Tex Heart Inst J. 2003;30(2):137-9.
Mycotic pseudoaneurysms of the ascending aorta are rare in patients undergoing coronary artery bypass graft surgery and are usually caused by Staphylococcus aureus. We describe a patient with a mycotic pseudoaneurysm of the ascending aorta at the proximal vein graft anastomosis site after coronary artery bypass grafting. Cultures from the saphenous vein harvest site and from the aneurysm sac obtained intraoperatively during repair of the pseudoaneurysm grew Pseudomonas aeruginosa. Treatment included femorofemoral bypass and hypothermic circulatory arrest with in situ patch repair. The patient was given ceftazidime and gentamicin intravenously for 2 weeks, then ceftazidime alone for 6 weeks. Thereafter, he began taking ciprofloxacin orally for chronic suppression. He was doing well at 18-month follow-up.

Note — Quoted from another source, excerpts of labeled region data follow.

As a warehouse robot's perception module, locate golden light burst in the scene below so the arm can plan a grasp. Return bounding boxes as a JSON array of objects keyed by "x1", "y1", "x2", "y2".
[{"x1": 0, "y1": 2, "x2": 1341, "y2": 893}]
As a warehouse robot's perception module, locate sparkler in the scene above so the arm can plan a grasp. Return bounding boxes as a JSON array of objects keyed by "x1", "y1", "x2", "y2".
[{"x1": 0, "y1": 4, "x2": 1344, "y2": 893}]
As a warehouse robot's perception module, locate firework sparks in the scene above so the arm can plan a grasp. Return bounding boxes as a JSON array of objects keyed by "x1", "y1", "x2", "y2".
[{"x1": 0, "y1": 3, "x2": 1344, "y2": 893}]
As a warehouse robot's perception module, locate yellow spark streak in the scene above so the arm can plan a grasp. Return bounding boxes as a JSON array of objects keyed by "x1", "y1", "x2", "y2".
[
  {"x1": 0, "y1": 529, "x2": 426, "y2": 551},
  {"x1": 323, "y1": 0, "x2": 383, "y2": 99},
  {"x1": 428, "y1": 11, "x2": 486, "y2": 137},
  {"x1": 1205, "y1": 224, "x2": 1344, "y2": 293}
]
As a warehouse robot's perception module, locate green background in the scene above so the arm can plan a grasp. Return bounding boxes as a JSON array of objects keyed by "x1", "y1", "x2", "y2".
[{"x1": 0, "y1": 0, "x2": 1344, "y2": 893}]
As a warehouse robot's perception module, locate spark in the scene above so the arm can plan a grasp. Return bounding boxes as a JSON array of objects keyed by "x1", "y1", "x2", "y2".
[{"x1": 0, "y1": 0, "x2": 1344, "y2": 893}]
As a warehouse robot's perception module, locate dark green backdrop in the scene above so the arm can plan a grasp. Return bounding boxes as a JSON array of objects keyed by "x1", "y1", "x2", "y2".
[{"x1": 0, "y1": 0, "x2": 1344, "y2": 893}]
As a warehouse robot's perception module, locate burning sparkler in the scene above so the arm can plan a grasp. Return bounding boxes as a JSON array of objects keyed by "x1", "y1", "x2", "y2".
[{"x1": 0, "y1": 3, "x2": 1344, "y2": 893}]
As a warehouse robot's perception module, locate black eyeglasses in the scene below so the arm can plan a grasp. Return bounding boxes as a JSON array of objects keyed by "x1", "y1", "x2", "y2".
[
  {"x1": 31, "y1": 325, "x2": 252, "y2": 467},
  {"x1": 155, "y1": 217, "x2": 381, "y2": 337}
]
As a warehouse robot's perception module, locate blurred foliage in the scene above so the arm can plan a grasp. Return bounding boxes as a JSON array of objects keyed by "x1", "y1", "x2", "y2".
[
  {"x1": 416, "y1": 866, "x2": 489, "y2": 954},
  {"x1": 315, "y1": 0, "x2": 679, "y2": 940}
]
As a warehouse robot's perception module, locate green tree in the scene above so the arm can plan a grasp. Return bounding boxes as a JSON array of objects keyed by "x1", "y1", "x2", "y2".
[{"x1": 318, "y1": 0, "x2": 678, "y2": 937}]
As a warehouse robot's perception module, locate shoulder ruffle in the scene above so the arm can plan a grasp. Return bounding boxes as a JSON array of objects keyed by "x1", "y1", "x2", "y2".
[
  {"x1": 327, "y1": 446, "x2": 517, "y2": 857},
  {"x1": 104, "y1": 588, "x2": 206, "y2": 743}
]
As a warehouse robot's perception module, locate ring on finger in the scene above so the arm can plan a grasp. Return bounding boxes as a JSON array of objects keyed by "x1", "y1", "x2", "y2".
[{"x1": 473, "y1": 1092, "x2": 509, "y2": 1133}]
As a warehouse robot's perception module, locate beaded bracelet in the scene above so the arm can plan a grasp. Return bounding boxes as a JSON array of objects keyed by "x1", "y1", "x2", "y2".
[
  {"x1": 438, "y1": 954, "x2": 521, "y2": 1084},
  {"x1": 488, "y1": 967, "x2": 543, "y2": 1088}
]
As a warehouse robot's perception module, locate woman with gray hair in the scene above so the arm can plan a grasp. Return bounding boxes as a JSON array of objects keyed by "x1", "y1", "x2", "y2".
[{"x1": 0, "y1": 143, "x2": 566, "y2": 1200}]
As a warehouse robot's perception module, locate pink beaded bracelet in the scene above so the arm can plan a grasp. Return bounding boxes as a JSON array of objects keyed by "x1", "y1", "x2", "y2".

在接受冠状动脉旁路移植术的患者中,升主动脉霉菌性假性动脉瘤较为罕见,通常由金黄色葡萄球菌引起。我们描述了一名患者,在冠状动脉旁路移植术后,其升主动脉近端静脉移植物吻合部位出现霉菌性假性动脉瘤。术中在假性动脉瘤修复期间从大隐静脉取材部位和动脉瘤囊获取的培养物培养出铜绿假单胞菌。治疗包括股-股旁路和低温循环停搏并原位补片修复。患者静脉注射头孢他啶和庆大霉素2周,然后单独使用头孢他啶6周。此后,他开始口服环丙沙星进行长期抑制治疗。在18个月的随访中,他情况良好。